I have been the Technology Director for Cranbrook Schools for the past 15 years or so. I arrived at this role through a circuitous route driven more by happenstance than design. After spending the bulk of my college career in the electrical and computing engineering department specializing in computer design, I decided that I was really more interested in teaching as the result of my work in coaching age group swimming teams. After switching to the mathematics department and picking up a math degree, I showed up at my first school only to find that someone had just donated a DEC PDP11/03 mini-computer that no one knew anything about. Thus, began my long involvement with educational technology with a couple of interim attempts to escape its clutches through a foray into the life of a full-time corporate computer programmer for a few years followed by a return to full-time math teacher and coach. But alas, after a couple of years technology began to insidiously creep into my life until I was again ensnarled in a web a colleague told me that I would escape only by moving to a new school and leaving a gaping hole in my resume by not mentioning that I know anything about technology!

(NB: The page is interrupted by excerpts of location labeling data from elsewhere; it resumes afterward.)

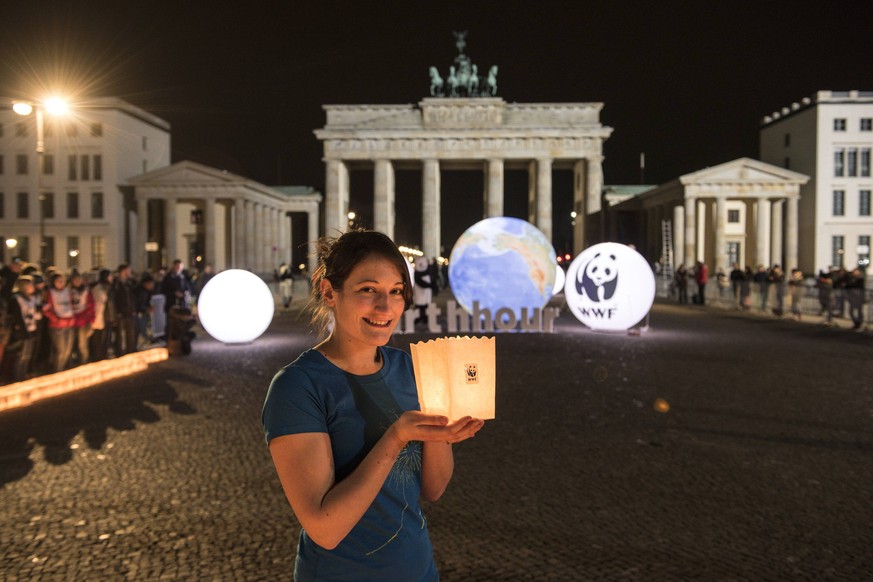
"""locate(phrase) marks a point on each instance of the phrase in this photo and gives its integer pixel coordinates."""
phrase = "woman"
(58, 310)
(351, 449)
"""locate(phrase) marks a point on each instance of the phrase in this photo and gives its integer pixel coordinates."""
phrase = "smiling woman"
(352, 450)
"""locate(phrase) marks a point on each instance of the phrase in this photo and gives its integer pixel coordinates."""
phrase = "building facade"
(75, 207)
(828, 137)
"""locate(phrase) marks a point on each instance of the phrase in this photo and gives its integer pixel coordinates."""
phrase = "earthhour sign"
(610, 287)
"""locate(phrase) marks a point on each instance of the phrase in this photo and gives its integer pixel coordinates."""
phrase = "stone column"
(690, 255)
(580, 206)
(430, 208)
(720, 240)
(171, 229)
(762, 234)
(678, 236)
(312, 235)
(336, 202)
(776, 234)
(250, 236)
(494, 188)
(239, 234)
(595, 183)
(140, 257)
(544, 197)
(791, 234)
(383, 198)
(209, 231)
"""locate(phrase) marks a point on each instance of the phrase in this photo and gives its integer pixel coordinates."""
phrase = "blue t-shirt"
(391, 541)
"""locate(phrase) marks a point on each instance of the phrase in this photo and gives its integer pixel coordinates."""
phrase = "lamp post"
(54, 106)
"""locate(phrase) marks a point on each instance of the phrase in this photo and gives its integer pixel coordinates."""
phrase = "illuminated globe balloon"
(610, 287)
(502, 262)
(235, 306)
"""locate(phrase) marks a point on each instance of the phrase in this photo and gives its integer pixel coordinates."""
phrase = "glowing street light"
(54, 106)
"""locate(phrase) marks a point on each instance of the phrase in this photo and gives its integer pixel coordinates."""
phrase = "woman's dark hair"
(337, 257)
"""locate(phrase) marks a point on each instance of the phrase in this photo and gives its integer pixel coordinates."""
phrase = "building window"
(96, 204)
(72, 251)
(852, 162)
(48, 205)
(864, 203)
(72, 205)
(863, 250)
(839, 202)
(837, 251)
(839, 162)
(98, 251)
(48, 244)
(23, 200)
(733, 253)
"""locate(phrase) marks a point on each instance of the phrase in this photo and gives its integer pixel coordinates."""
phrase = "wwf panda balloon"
(610, 287)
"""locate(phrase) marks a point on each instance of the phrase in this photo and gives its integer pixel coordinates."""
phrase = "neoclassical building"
(445, 133)
(191, 211)
(744, 211)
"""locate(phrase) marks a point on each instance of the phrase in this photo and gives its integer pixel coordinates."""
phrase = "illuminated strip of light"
(87, 375)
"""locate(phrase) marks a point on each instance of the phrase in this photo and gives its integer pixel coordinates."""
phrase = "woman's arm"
(328, 510)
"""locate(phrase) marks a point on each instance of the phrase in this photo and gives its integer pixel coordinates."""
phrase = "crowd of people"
(53, 320)
(771, 288)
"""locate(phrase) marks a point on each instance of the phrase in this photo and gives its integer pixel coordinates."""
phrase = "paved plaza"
(716, 446)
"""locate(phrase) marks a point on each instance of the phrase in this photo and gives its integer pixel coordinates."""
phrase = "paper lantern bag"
(456, 376)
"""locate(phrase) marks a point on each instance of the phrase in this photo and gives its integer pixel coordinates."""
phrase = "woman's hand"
(418, 426)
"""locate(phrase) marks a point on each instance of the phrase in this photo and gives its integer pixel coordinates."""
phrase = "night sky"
(242, 83)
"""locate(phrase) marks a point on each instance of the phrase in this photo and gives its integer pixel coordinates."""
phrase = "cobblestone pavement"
(762, 469)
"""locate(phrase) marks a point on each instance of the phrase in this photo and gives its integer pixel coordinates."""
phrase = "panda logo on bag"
(599, 278)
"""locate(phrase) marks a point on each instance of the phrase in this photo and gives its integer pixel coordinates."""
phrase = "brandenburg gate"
(463, 127)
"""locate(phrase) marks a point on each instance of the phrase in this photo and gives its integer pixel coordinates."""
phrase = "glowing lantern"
(456, 376)
(610, 287)
(235, 307)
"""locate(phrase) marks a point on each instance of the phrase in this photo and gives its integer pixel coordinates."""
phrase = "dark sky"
(242, 83)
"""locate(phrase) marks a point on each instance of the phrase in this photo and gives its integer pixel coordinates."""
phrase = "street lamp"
(54, 106)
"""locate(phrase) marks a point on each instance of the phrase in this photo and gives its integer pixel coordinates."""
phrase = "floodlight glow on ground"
(235, 307)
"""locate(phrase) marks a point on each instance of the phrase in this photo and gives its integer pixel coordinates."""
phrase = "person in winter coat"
(83, 311)
(26, 315)
(104, 316)
(58, 310)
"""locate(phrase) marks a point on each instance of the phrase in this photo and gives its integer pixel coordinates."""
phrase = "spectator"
(855, 297)
(83, 310)
(176, 287)
(795, 286)
(104, 316)
(26, 315)
(125, 311)
(58, 310)
(142, 298)
(762, 282)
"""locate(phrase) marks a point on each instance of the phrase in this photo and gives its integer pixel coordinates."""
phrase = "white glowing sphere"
(610, 287)
(560, 279)
(235, 306)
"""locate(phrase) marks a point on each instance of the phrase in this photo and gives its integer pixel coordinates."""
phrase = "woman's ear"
(327, 293)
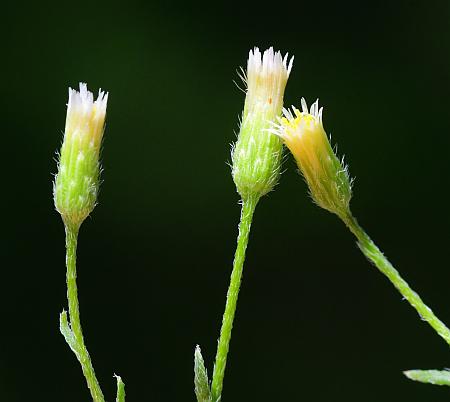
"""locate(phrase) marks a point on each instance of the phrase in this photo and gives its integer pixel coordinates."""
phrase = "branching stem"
(373, 253)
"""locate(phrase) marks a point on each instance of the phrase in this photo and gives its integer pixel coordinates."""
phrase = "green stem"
(373, 253)
(77, 341)
(248, 208)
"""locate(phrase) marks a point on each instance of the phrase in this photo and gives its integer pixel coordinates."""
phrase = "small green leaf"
(120, 389)
(64, 328)
(201, 382)
(436, 377)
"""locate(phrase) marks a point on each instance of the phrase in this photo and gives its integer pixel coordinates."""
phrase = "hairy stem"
(373, 253)
(75, 339)
(248, 208)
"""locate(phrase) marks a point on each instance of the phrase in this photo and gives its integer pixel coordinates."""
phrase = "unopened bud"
(77, 181)
(257, 154)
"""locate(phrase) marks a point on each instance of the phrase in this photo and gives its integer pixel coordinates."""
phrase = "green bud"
(257, 154)
(327, 177)
(77, 182)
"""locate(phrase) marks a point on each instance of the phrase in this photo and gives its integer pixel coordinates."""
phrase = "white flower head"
(257, 154)
(86, 117)
(266, 76)
(77, 181)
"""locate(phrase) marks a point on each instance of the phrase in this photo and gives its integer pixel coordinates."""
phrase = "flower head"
(76, 184)
(257, 155)
(326, 176)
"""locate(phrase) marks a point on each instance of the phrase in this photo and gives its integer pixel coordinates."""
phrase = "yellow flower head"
(77, 181)
(326, 176)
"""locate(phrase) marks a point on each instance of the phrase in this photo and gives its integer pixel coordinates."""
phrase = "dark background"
(315, 320)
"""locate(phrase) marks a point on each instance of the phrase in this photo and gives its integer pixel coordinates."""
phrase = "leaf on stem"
(436, 377)
(201, 382)
(64, 328)
(120, 389)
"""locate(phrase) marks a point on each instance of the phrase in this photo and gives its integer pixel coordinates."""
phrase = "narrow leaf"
(437, 377)
(120, 389)
(201, 382)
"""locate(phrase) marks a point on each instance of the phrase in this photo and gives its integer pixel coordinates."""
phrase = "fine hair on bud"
(257, 155)
(76, 183)
(327, 177)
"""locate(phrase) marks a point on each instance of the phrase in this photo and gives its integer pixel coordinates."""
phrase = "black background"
(315, 321)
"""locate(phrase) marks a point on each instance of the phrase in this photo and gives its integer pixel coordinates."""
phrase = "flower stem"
(373, 253)
(74, 334)
(248, 208)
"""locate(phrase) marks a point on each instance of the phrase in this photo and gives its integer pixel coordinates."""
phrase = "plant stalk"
(373, 253)
(77, 340)
(247, 211)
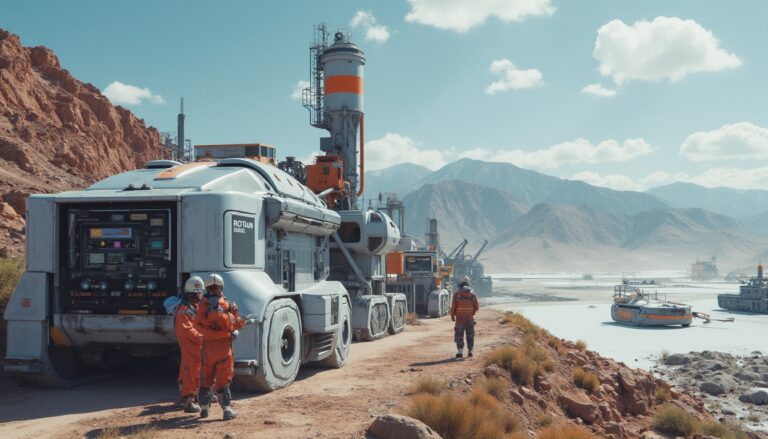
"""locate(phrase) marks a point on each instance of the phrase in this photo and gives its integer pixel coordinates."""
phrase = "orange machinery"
(327, 174)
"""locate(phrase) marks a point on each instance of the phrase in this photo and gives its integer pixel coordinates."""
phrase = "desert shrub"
(555, 343)
(586, 380)
(544, 420)
(673, 420)
(566, 432)
(523, 363)
(495, 387)
(663, 395)
(412, 319)
(478, 415)
(10, 273)
(427, 384)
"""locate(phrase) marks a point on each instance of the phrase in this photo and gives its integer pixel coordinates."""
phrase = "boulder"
(718, 385)
(747, 375)
(677, 360)
(580, 406)
(400, 427)
(756, 397)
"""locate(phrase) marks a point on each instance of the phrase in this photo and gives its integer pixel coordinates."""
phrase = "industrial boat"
(633, 306)
(752, 297)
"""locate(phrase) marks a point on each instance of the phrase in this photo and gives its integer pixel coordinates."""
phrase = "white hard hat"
(214, 279)
(194, 285)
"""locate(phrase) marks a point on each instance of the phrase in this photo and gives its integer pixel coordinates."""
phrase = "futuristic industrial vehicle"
(303, 262)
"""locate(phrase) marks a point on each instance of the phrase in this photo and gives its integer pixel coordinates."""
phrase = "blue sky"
(689, 97)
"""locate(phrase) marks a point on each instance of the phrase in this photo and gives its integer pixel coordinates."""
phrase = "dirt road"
(321, 403)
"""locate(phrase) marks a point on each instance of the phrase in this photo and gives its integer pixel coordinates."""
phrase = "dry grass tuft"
(586, 380)
(544, 420)
(478, 415)
(412, 319)
(566, 432)
(427, 384)
(663, 395)
(495, 387)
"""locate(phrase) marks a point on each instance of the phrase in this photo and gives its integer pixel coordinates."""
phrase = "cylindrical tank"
(342, 65)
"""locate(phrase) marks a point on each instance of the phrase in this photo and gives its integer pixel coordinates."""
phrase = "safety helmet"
(214, 279)
(194, 285)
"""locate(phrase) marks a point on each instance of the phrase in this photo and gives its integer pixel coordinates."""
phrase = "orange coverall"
(463, 309)
(190, 340)
(216, 326)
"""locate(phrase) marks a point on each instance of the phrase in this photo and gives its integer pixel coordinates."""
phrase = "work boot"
(204, 396)
(190, 406)
(229, 413)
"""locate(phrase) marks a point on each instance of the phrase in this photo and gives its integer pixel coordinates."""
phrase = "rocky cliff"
(57, 133)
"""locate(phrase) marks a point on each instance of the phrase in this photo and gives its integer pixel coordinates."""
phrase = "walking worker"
(463, 309)
(218, 320)
(190, 341)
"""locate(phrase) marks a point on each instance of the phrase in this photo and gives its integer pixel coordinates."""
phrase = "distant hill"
(552, 237)
(464, 210)
(393, 179)
(531, 187)
(727, 201)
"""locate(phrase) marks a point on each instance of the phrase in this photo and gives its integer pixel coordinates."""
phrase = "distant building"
(705, 269)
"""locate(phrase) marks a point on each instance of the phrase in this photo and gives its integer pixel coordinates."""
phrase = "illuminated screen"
(112, 232)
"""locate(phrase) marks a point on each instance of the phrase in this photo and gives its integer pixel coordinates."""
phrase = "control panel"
(117, 259)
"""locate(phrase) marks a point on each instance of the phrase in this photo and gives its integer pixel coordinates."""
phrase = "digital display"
(111, 232)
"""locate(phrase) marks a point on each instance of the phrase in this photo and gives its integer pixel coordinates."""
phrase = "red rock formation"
(57, 133)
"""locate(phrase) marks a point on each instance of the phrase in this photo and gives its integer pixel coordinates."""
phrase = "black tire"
(343, 339)
(280, 349)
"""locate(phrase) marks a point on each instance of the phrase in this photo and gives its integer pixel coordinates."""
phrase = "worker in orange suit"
(463, 309)
(190, 341)
(218, 320)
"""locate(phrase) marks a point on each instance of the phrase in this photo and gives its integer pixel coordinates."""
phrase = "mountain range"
(536, 222)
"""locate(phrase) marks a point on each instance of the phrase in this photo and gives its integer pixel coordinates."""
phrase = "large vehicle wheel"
(373, 312)
(343, 339)
(280, 349)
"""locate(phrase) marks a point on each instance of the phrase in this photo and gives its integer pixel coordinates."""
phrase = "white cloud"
(462, 15)
(365, 21)
(569, 153)
(124, 94)
(393, 149)
(665, 48)
(756, 178)
(512, 78)
(298, 89)
(739, 141)
(618, 182)
(598, 90)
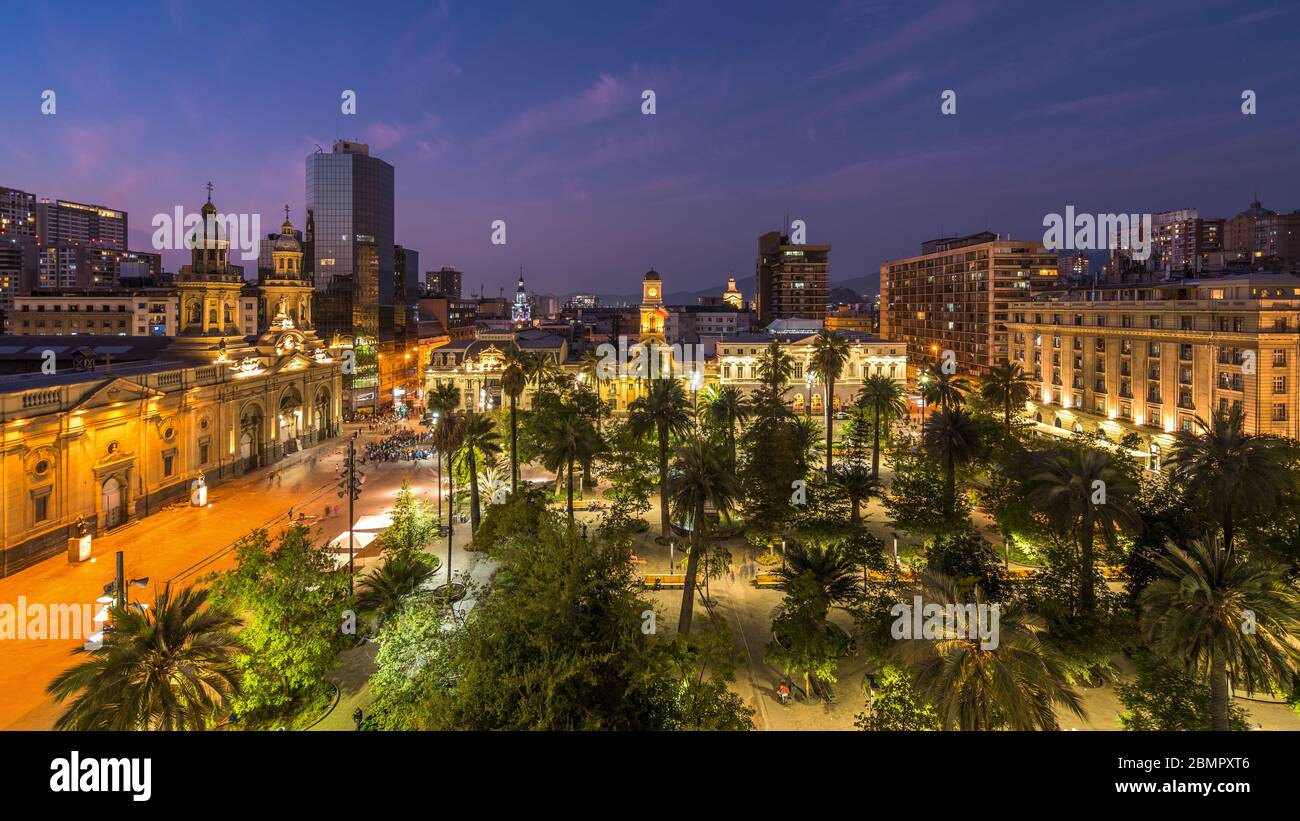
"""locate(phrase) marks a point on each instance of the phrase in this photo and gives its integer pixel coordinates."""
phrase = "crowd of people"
(401, 446)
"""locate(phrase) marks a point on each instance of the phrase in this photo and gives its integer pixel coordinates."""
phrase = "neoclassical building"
(625, 369)
(99, 444)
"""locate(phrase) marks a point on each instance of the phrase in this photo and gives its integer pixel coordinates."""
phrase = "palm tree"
(775, 368)
(832, 568)
(1006, 386)
(724, 407)
(701, 479)
(952, 435)
(947, 390)
(385, 587)
(887, 402)
(443, 400)
(1080, 490)
(169, 667)
(830, 353)
(1231, 472)
(479, 438)
(514, 379)
(664, 411)
(447, 437)
(567, 437)
(1223, 617)
(858, 485)
(975, 685)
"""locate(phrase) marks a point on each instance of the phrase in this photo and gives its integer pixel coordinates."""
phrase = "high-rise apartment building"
(956, 296)
(1260, 233)
(350, 200)
(1149, 359)
(350, 229)
(793, 279)
(63, 222)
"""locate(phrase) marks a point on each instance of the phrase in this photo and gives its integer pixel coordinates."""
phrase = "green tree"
(701, 479)
(1083, 491)
(1225, 618)
(830, 355)
(893, 707)
(558, 644)
(858, 485)
(169, 667)
(1165, 698)
(479, 441)
(567, 438)
(832, 568)
(514, 379)
(414, 525)
(976, 686)
(726, 408)
(1230, 472)
(802, 646)
(1008, 387)
(887, 402)
(953, 438)
(384, 589)
(944, 389)
(291, 602)
(666, 412)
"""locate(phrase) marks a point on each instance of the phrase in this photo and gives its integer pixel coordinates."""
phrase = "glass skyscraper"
(350, 199)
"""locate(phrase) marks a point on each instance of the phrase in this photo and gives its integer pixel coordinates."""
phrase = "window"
(40, 505)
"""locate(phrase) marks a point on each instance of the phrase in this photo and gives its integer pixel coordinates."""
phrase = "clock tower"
(653, 316)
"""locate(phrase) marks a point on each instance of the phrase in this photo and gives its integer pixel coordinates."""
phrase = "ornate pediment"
(112, 391)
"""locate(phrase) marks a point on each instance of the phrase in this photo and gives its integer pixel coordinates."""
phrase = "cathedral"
(134, 426)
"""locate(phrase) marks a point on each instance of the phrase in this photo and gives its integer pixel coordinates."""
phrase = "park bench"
(666, 581)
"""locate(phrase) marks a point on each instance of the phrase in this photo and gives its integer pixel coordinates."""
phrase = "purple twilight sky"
(531, 113)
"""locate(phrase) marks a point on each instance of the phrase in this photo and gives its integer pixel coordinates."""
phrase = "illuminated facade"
(1151, 359)
(102, 444)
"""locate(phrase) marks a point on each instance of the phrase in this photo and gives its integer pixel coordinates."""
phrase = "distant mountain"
(866, 286)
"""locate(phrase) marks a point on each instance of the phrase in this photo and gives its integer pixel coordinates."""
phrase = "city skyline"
(841, 130)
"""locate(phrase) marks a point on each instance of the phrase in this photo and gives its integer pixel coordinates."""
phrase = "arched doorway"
(320, 415)
(250, 437)
(289, 420)
(113, 503)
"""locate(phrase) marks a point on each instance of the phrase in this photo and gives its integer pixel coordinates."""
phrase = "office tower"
(792, 278)
(350, 200)
(443, 282)
(406, 266)
(954, 296)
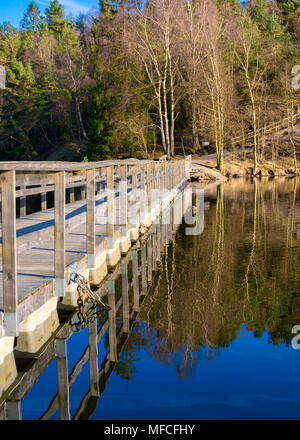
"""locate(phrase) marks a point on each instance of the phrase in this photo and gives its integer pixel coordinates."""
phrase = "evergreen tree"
(55, 17)
(100, 133)
(32, 18)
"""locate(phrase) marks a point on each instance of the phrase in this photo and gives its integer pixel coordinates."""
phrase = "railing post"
(143, 192)
(72, 195)
(43, 201)
(136, 293)
(90, 218)
(113, 355)
(149, 258)
(134, 182)
(23, 204)
(62, 378)
(123, 205)
(125, 298)
(59, 233)
(9, 254)
(144, 269)
(93, 359)
(110, 206)
(82, 192)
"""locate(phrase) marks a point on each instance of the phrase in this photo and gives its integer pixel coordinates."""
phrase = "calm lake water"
(213, 337)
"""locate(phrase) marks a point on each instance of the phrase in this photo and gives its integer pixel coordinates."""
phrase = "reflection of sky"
(252, 379)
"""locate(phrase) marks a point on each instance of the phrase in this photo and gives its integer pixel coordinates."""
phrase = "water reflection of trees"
(244, 268)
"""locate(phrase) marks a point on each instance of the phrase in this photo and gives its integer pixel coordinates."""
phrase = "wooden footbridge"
(126, 288)
(99, 210)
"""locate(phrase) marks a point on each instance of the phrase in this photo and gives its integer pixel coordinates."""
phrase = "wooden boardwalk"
(126, 303)
(39, 250)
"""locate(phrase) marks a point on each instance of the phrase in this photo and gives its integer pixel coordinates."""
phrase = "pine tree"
(55, 17)
(100, 133)
(32, 18)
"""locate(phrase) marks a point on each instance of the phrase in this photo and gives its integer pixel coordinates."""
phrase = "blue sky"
(13, 10)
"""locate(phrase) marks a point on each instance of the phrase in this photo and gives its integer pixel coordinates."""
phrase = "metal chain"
(86, 296)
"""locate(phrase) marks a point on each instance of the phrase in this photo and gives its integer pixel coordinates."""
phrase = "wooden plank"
(63, 379)
(112, 336)
(43, 201)
(110, 205)
(90, 217)
(136, 292)
(59, 233)
(23, 204)
(123, 203)
(93, 356)
(125, 298)
(9, 254)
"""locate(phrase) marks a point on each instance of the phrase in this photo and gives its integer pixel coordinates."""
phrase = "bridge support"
(9, 254)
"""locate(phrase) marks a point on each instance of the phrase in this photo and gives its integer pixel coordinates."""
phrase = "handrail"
(57, 177)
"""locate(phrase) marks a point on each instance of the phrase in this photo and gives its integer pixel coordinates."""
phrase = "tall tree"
(32, 19)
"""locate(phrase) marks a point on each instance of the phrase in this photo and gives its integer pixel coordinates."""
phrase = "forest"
(144, 78)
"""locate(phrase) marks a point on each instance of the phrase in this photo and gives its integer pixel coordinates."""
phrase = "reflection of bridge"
(136, 271)
(108, 203)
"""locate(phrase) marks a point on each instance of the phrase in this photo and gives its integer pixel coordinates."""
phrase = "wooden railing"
(24, 179)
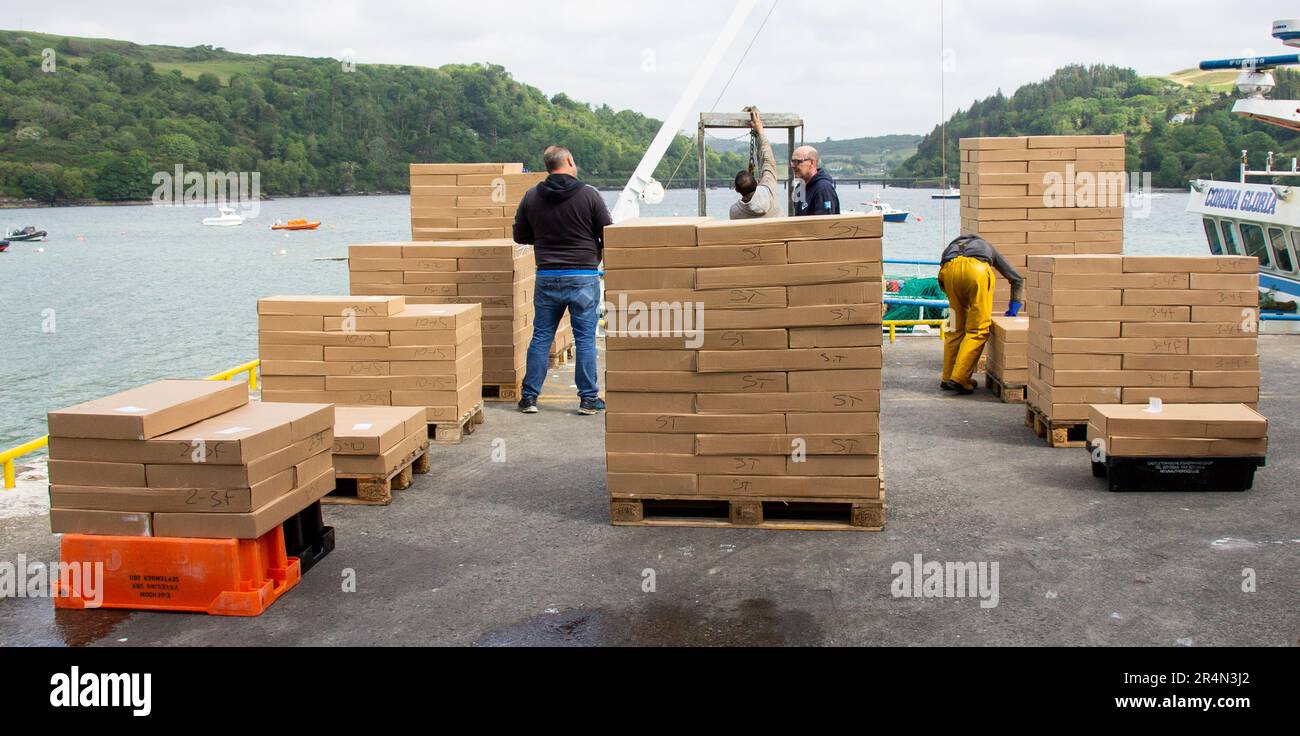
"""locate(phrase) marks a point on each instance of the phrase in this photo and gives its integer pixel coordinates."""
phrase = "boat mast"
(642, 186)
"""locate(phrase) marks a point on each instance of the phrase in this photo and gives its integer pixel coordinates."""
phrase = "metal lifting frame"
(739, 121)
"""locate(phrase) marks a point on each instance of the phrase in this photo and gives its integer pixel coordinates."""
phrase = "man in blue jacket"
(818, 194)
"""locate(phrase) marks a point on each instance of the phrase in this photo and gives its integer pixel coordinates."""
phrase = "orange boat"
(297, 225)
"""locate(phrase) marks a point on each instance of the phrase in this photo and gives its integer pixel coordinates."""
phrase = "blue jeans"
(581, 297)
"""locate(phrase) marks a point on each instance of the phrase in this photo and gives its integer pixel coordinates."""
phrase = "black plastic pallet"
(307, 537)
(1178, 475)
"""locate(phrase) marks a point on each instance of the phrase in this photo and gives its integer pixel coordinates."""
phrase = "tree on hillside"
(125, 177)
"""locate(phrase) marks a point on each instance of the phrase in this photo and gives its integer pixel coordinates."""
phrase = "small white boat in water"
(228, 219)
(887, 211)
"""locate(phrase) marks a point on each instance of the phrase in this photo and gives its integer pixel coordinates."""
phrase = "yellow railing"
(8, 457)
(251, 368)
(895, 324)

Seriously though, it's been a great deal of fun, providing endless challenges, frustrations, and opportunities to impact the education of kids. It's a field where lifelong learning is a requirement of the job, not an option. In the early years, I had the opportunity to hear people such as David Thornburg, Grant Wiggins, and others who, back when most people were focused on the technology, never lost sight of the fact that it was all about teaching kids - assessments, curriculum and so on. The things that seem so obvious now, were not always obvious and these people heavily influenced my thinking about how technology should be applied to education.
When asked how the job is going, I can always answer, "I'm never bored!"